The rule of appellate review of a criminal conviction has long been that the verdict of a jury must be sustained if there is substantial evidence to support it, taking the view most favorable to the Commonwealth. Colten v. Commonwealth, Ky., 467 S.W.2d 374 (1971), aff'd., 407 U.S. 104, 92 S.Ct. 1953, 32 L.Ed.2d 584 (1972); Little v. Commonwealth, 289 Ky. 475, 158 S.W.2d 955 (1941); Glosser v. United States, 315 U.S. 60, 62 S.Ct. 457, 86 L.Ed. 680 (1942). As explained by the Supreme Court in Jackson v. Virginia, 443 U.S. 307, 99 S.Ct. 2781, 61 L.Ed.2d 560 (1979):
But this inquiry does not require a court to “ask itself whether it believes that the evidence at the trial established guilt beyond a reasonable doubt.” ... Instead, the relevant question is whether, after viewing the evidence in the light most favorable to the prosecution, any rational trier of fact could have found the essential elements of the crime beyond a reasonable doubt.... This familiar standard gives full play to the responsibility of the trier of fact fairly to resolve conflicts in the testimony, to weigh the evidence, and to draw reasonable inferences from basic facts to ultimate facts.

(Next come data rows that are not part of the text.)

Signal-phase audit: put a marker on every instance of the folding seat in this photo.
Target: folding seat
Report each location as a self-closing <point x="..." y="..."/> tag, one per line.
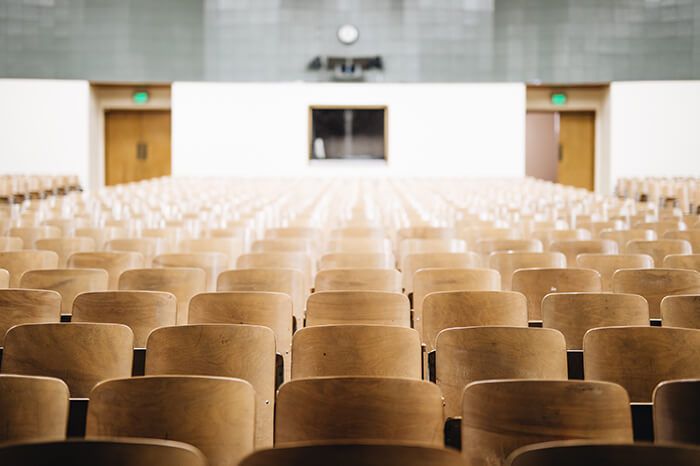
<point x="376" y="409"/>
<point x="508" y="262"/>
<point x="580" y="453"/>
<point x="447" y="309"/>
<point x="214" y="414"/>
<point x="18" y="306"/>
<point x="573" y="314"/>
<point x="486" y="247"/>
<point x="64" y="247"/>
<point x="358" y="280"/>
<point x="231" y="247"/>
<point x="32" y="408"/>
<point x="414" y="262"/>
<point x="681" y="311"/>
<point x="572" y="248"/>
<point x="101" y="234"/>
<point x="113" y="262"/>
<point x="79" y="354"/>
<point x="356" y="350"/>
<point x="141" y="311"/>
<point x="183" y="282"/>
<point x="622" y="237"/>
<point x="639" y="358"/>
<point x="659" y="249"/>
<point x="282" y="260"/>
<point x="426" y="281"/>
<point x="104" y="451"/>
<point x="358" y="307"/>
<point x="30" y="234"/>
<point x="344" y="260"/>
<point x="691" y="236"/>
<point x="535" y="284"/>
<point x="288" y="281"/>
<point x="11" y="243"/>
<point x="607" y="264"/>
<point x="18" y="262"/>
<point x="467" y="354"/>
<point x="682" y="261"/>
<point x="499" y="416"/>
<point x="677" y="411"/>
<point x="224" y="350"/>
<point x="655" y="284"/>
<point x="354" y="454"/>
<point x="147" y="247"/>
<point x="69" y="283"/>
<point x="213" y="263"/>
<point x="269" y="309"/>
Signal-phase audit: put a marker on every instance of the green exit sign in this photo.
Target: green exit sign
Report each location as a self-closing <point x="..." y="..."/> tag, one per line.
<point x="558" y="98"/>
<point x="140" y="97"/>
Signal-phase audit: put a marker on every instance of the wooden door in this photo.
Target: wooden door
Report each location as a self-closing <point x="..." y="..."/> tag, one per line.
<point x="137" y="145"/>
<point x="576" y="149"/>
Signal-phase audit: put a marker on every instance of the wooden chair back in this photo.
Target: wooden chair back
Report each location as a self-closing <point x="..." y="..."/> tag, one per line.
<point x="214" y="414"/>
<point x="224" y="350"/>
<point x="467" y="354"/>
<point x="79" y="354"/>
<point x="639" y="358"/>
<point x="500" y="416"/>
<point x="573" y="314"/>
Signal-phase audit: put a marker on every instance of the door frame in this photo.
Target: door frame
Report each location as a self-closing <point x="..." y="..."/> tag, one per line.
<point x="588" y="98"/>
<point x="116" y="96"/>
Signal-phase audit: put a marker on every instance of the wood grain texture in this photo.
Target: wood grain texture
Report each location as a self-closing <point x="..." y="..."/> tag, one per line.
<point x="572" y="248"/>
<point x="682" y="261"/>
<point x="69" y="283"/>
<point x="18" y="262"/>
<point x="607" y="264"/>
<point x="214" y="414"/>
<point x="465" y="355"/>
<point x="358" y="280"/>
<point x="225" y="350"/>
<point x="573" y="314"/>
<point x="659" y="249"/>
<point x="19" y="306"/>
<point x="288" y="281"/>
<point x="351" y="408"/>
<point x="357" y="260"/>
<point x="535" y="284"/>
<point x="502" y="415"/>
<point x="655" y="284"/>
<point x="508" y="262"/>
<point x="365" y="454"/>
<point x="358" y="307"/>
<point x="141" y="311"/>
<point x="300" y="261"/>
<point x="622" y="237"/>
<point x="577" y="453"/>
<point x="455" y="260"/>
<point x="183" y="282"/>
<point x="113" y="262"/>
<point x="64" y="247"/>
<point x="79" y="354"/>
<point x="104" y="451"/>
<point x="677" y="411"/>
<point x="356" y="350"/>
<point x="681" y="311"/>
<point x="446" y="309"/>
<point x="639" y="358"/>
<point x="32" y="408"/>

Once a defendant has been found guilty of the crime charged, the fact-finder’s role as weigher of the evidence is preserved through a legal conclusion that upon judicial review all of the evidence is to be considered in the light most favorable to the prosecution. The criterion thus impinges upon “jury” discretion only to the extent necessary to guarantee the fundamental protection of due process of law.
“The ... [reviewing] court does not have authority to consider matters on appeal de novo. The ... court acting as an appellate court cannot reevaluate the evidence or substitute its judgment as to the credibility of a witness for that of the trial court and the jury.” Commonwealth v. Bivins, Ky., 740 S.W.2d 954, 956 (1987). There was sufficient evidence before the jury for a determination of “unreasonable noise” as Officer Phillips testified as to appellee’s volume of speech being greater than a normal speaking voice. *546This was reinforced by Jones’s statement that she was yelling no louder than the parade itself.1 Jones, who continued to position herself within the safety zone, was asked to calm down, and the result was a voice escalation. Content, volume and surrounding circumstances may be considered together when making a determination of reasonableness.

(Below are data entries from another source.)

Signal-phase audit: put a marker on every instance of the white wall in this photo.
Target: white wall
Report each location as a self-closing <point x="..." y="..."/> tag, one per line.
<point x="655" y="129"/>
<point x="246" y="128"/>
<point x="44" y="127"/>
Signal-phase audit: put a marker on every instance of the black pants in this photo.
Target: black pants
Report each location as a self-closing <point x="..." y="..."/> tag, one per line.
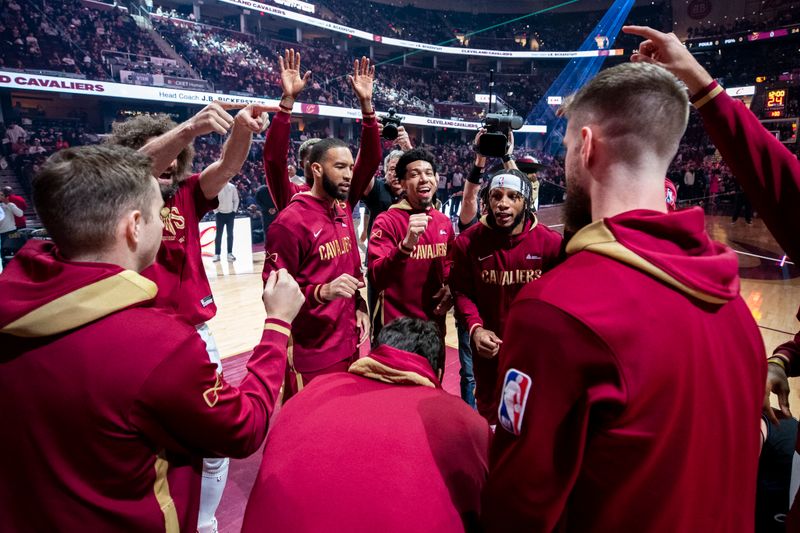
<point x="224" y="221"/>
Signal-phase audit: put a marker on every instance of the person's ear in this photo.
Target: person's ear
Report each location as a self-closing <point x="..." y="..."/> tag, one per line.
<point x="131" y="227"/>
<point x="588" y="146"/>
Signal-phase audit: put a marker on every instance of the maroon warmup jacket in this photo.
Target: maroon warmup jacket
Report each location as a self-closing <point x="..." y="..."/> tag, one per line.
<point x="314" y="241"/>
<point x="183" y="287"/>
<point x="110" y="404"/>
<point x="632" y="381"/>
<point x="20" y="202"/>
<point x="770" y="177"/>
<point x="276" y="147"/>
<point x="489" y="269"/>
<point x="406" y="283"/>
<point x="379" y="449"/>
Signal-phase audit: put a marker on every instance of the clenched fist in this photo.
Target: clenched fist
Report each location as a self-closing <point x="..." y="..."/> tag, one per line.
<point x="417" y="224"/>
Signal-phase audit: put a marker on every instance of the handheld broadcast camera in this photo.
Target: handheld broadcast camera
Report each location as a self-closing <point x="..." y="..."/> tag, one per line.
<point x="390" y="123"/>
<point x="494" y="142"/>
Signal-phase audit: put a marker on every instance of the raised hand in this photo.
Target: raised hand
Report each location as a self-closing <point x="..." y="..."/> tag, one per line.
<point x="777" y="382"/>
<point x="487" y="344"/>
<point x="254" y="117"/>
<point x="213" y="119"/>
<point x="362" y="79"/>
<point x="417" y="224"/>
<point x="292" y="82"/>
<point x="666" y="50"/>
<point x="445" y="298"/>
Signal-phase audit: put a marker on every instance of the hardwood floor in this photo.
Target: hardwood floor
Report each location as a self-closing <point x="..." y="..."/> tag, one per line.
<point x="770" y="288"/>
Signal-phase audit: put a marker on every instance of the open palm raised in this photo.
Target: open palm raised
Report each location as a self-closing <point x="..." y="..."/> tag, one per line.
<point x="291" y="80"/>
<point x="362" y="78"/>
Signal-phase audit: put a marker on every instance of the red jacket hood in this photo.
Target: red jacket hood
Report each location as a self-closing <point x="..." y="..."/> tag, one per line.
<point x="673" y="248"/>
<point x="44" y="294"/>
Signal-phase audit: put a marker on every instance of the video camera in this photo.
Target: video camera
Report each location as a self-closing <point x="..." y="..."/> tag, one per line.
<point x="494" y="142"/>
<point x="390" y="123"/>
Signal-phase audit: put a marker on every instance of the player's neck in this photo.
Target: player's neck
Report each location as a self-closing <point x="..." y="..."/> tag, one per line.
<point x="111" y="257"/>
<point x="318" y="191"/>
<point x="626" y="190"/>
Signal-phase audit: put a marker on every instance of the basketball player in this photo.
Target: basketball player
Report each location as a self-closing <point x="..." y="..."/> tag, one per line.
<point x="380" y="448"/>
<point x="768" y="173"/>
<point x="492" y="261"/>
<point x="313" y="238"/>
<point x="110" y="400"/>
<point x="604" y="419"/>
<point x="408" y="248"/>
<point x="178" y="270"/>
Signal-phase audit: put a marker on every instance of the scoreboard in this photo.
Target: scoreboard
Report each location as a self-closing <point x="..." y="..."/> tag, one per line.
<point x="775" y="102"/>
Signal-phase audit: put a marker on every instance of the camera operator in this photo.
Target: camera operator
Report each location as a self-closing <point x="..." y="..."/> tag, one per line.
<point x="385" y="191"/>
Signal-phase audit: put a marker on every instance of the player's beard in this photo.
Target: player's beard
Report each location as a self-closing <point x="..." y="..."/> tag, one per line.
<point x="332" y="189"/>
<point x="577" y="207"/>
<point x="492" y="221"/>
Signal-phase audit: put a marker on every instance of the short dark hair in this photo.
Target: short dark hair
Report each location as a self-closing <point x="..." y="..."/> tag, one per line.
<point x="80" y="194"/>
<point x="321" y="148"/>
<point x="415" y="154"/>
<point x="137" y="131"/>
<point x="416" y="336"/>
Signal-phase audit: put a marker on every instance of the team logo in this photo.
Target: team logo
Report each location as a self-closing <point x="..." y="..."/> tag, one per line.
<point x="172" y="219"/>
<point x="211" y="396"/>
<point x="516" y="387"/>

We also consider Jones’s conviction in light of KRS 525.060(l)(d) which is a catch-all provision prohibiting the creation of a hazardous or physically offensive condition that has no legitimate purpose.

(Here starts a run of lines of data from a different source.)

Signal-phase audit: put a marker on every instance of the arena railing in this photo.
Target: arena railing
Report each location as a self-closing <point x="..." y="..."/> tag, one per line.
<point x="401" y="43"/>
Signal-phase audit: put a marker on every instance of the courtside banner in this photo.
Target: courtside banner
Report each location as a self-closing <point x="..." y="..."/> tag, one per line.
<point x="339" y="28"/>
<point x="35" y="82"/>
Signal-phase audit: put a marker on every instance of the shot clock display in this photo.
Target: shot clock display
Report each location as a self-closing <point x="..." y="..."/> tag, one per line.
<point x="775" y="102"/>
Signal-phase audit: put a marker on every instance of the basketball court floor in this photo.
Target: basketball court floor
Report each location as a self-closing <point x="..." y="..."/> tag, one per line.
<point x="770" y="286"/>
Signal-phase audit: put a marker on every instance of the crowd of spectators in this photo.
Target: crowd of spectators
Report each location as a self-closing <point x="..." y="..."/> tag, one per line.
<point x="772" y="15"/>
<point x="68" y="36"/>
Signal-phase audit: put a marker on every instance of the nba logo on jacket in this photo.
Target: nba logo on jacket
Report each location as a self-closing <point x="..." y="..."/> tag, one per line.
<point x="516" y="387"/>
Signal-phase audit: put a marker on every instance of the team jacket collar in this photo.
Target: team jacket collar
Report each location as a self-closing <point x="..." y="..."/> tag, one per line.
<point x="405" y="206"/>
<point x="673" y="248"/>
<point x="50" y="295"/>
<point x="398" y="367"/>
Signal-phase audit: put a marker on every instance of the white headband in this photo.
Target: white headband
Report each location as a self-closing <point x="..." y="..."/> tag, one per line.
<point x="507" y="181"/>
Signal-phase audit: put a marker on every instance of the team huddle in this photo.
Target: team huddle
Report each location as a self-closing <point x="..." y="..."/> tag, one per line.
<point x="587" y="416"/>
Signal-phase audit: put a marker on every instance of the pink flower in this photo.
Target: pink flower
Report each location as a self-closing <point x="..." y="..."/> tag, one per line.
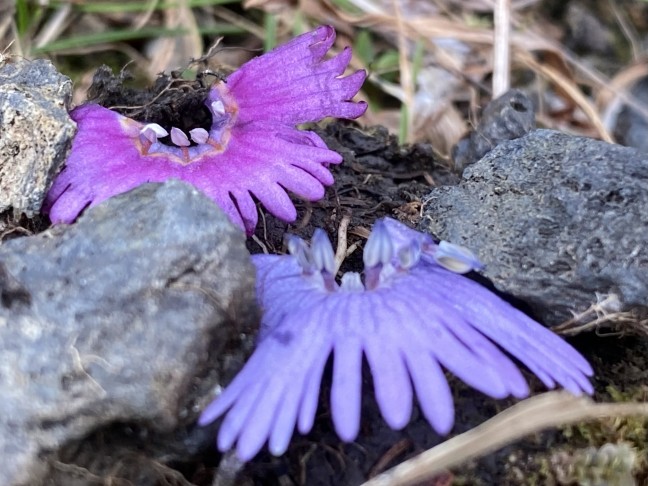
<point x="409" y="315"/>
<point x="251" y="149"/>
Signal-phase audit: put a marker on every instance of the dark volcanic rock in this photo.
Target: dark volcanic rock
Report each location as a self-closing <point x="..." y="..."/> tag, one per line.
<point x="35" y="131"/>
<point x="123" y="317"/>
<point x="555" y="218"/>
<point x="505" y="118"/>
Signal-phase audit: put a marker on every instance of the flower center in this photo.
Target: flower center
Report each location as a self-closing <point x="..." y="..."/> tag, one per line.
<point x="186" y="148"/>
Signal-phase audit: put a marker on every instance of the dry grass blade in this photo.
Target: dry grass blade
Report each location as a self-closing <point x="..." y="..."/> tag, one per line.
<point x="550" y="409"/>
<point x="501" y="48"/>
<point x="570" y="88"/>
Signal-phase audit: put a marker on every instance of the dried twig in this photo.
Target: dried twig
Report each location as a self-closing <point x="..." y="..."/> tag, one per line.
<point x="502" y="48"/>
<point x="550" y="409"/>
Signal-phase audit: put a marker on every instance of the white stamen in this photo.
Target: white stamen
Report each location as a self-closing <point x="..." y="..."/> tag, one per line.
<point x="322" y="252"/>
<point x="409" y="255"/>
<point x="351" y="282"/>
<point x="299" y="249"/>
<point x="218" y="108"/>
<point x="179" y="137"/>
<point x="199" y="135"/>
<point x="152" y="132"/>
<point x="456" y="258"/>
<point x="379" y="248"/>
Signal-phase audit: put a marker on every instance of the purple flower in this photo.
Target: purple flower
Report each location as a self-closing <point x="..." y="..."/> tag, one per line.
<point x="251" y="148"/>
<point x="409" y="316"/>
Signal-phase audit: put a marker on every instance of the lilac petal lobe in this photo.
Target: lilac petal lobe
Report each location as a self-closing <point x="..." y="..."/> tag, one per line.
<point x="432" y="389"/>
<point x="346" y="390"/>
<point x="199" y="135"/>
<point x="390" y="377"/>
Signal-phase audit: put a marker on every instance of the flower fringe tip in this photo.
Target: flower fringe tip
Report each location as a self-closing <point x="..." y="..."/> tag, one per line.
<point x="409" y="315"/>
<point x="252" y="149"/>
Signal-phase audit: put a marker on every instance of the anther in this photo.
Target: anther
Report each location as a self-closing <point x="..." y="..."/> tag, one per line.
<point x="409" y="255"/>
<point x="379" y="248"/>
<point x="456" y="258"/>
<point x="199" y="135"/>
<point x="218" y="108"/>
<point x="351" y="282"/>
<point x="152" y="132"/>
<point x="179" y="137"/>
<point x="322" y="252"/>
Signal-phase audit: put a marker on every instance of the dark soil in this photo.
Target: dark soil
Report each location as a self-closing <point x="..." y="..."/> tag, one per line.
<point x="377" y="178"/>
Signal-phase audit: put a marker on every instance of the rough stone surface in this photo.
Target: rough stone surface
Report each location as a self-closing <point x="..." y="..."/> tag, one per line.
<point x="505" y="118"/>
<point x="120" y="317"/>
<point x="555" y="218"/>
<point x="35" y="131"/>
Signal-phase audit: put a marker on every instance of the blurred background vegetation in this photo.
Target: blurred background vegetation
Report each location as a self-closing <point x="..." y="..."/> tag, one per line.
<point x="430" y="62"/>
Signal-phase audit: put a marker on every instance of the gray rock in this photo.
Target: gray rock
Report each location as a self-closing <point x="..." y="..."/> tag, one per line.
<point x="505" y="118"/>
<point x="35" y="131"/>
<point x="555" y="218"/>
<point x="114" y="318"/>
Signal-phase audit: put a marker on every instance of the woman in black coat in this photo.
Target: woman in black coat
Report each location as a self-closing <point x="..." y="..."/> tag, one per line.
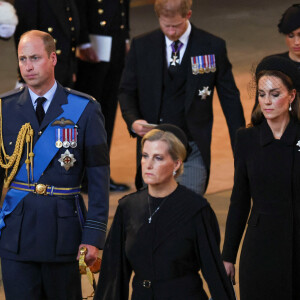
<point x="267" y="169"/>
<point x="289" y="26"/>
<point x="165" y="233"/>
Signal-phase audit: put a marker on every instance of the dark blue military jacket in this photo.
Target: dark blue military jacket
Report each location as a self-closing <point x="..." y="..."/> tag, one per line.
<point x="47" y="228"/>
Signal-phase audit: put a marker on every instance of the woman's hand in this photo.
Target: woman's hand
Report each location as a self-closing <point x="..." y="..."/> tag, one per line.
<point x="230" y="270"/>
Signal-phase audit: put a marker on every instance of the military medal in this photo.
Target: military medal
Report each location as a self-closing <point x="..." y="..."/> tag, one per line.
<point x="67" y="160"/>
<point x="73" y="142"/>
<point x="58" y="143"/>
<point x="205" y="92"/>
<point x="66" y="142"/>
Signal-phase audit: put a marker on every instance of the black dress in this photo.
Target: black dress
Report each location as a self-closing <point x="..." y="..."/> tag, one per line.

The evidence adduced at trial was sufficient to submit this case to the jury as to a violation of either or both of the statutory subsections, and to denote that a criminalization of speech did not occur. Such evidence, to a jury, was sufficient to substantiate that Jones’s speech served no legitimate purpose and that such “action” resulted in the creation of the “hazardous or physically offensive condition.” The content of the noise, however distasteful, is not punishable. Some of the key elements may be public inconvenience, alarm or annoyance. As the parties concede, the constitutionality of the statute is not at issue for, on its face, it rises to meet constitutional measurements. Herein, there is a distinguishing difference from the case of Musselman v. Commonwealth, Ky., 705 S.W.2d 476 (1986).
The opinion of the Court of Appeals is reversed and the Jefferson District Court judgment is affirmed.
STEPHENS, C.J., and LAMBERT, LEIBSON, SPAIN and WINTERSHEIMER, JJ., concur. STUMBO, J., dissents by separate opinion.. Jones also testified, "Why are you singling me out, why aren’t you telling the other people around me who are also yelling and clapping, why aren’t you telling them to be quiet?”